Yang paling mengena adalah kuatnya gotong royong dan persaudaraan warga Dusun Sumber. Aku masih ingat sampai sekarang apa kata Pak RW kepada adikku. "Dek, warga di sini memang sangat akur. Kalau ada tetangga yang meninggal, nanti dikubur bersama-sama. Saya juga merasakan kehangatan warga di sini. Contohnya, saya dibantu 80 warga ketika sedang membangun rumah. Mereka datang secara sukarela, padahal saya hanya minta bantuan kepada 30 orang. Berkat mereka rumah saya cepat jadi. Mereka juga membantu saya ketika saya sakit paru-paru, saat itu sedang erupsi Merapi. Warga di sini melarikan saya ke Rumah Sakit Panti Rapih."  Selain itu, warga Dusun Sumber juga memperhatikan para penyandang disabilitas, warga mengadakan rumah inklusi. Rumah inklusi membantu orang-orang berkebutuhan khusus untuk bisa berkegiatan seperti orang normal dan menyediakan kursi roda bagi mereka.
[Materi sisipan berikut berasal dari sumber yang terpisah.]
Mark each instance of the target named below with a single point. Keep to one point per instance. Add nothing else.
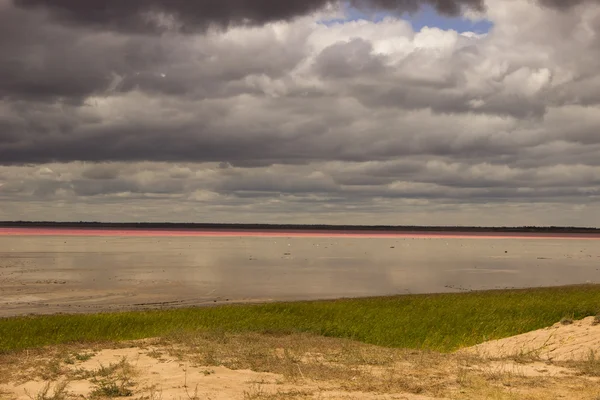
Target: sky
(396, 112)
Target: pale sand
(558, 342)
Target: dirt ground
(558, 362)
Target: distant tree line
(294, 227)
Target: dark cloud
(198, 15)
(194, 15)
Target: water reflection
(132, 270)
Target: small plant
(59, 392)
(83, 356)
(566, 321)
(115, 380)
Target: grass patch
(441, 322)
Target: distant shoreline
(203, 232)
(293, 228)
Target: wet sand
(45, 271)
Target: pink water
(285, 233)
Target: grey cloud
(194, 15)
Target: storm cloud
(295, 112)
(195, 15)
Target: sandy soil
(559, 342)
(221, 366)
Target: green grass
(442, 322)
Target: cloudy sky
(362, 112)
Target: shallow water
(47, 274)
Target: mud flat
(49, 273)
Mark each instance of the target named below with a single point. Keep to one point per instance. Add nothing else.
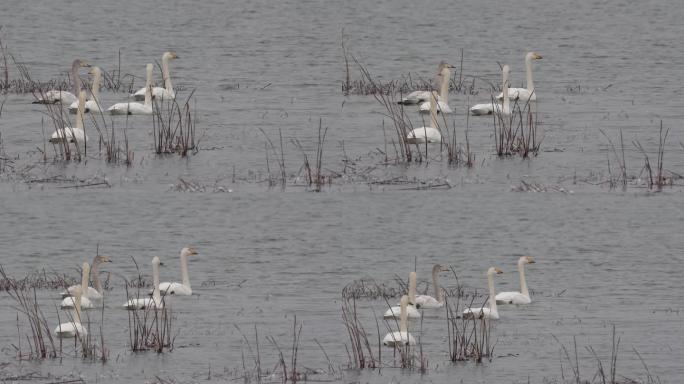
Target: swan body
(427, 134)
(90, 292)
(401, 337)
(180, 289)
(73, 328)
(522, 297)
(154, 302)
(73, 134)
(429, 302)
(61, 96)
(503, 109)
(529, 93)
(443, 78)
(165, 93)
(134, 108)
(92, 105)
(484, 312)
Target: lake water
(605, 257)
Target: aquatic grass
(39, 340)
(173, 127)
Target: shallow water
(604, 257)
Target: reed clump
(173, 127)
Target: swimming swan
(91, 293)
(134, 108)
(428, 134)
(180, 289)
(92, 105)
(522, 297)
(65, 97)
(154, 302)
(444, 77)
(401, 337)
(167, 92)
(484, 312)
(429, 302)
(73, 135)
(489, 108)
(73, 327)
(85, 303)
(529, 93)
(395, 311)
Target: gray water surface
(604, 257)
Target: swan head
(187, 251)
(102, 259)
(169, 55)
(533, 56)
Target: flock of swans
(83, 296)
(411, 305)
(78, 104)
(433, 103)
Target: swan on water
(489, 108)
(522, 297)
(73, 134)
(72, 328)
(154, 302)
(429, 302)
(401, 337)
(395, 311)
(443, 79)
(484, 312)
(62, 96)
(92, 105)
(91, 293)
(428, 134)
(166, 92)
(135, 108)
(180, 289)
(529, 93)
(69, 302)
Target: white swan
(73, 134)
(522, 297)
(73, 327)
(429, 302)
(154, 302)
(401, 337)
(69, 302)
(428, 134)
(61, 96)
(134, 108)
(91, 293)
(92, 105)
(180, 289)
(484, 312)
(489, 108)
(443, 76)
(529, 93)
(166, 93)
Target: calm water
(604, 257)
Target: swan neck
(184, 271)
(403, 316)
(96, 279)
(523, 282)
(433, 111)
(437, 286)
(444, 87)
(165, 73)
(492, 295)
(528, 72)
Di luar semua itu, warga Dusun Sumber juga memiliki kebudayaan yang kuat. Buktinya dibangunnya sanggar di sana. Dan, diadakannya upacara-upacara di sana. Keren banget, ya....

Itulah sekilas pesan dan kesanku selama di Dusun Sumber, sampai berjumpa kembali!
Sampai jumpa lagi Dusun Sumber, I love you...

Potret keluarga asuh: Pak Sangkan beserta anak (kiri), Lala, Alesha, aku, Ibu Nuryani.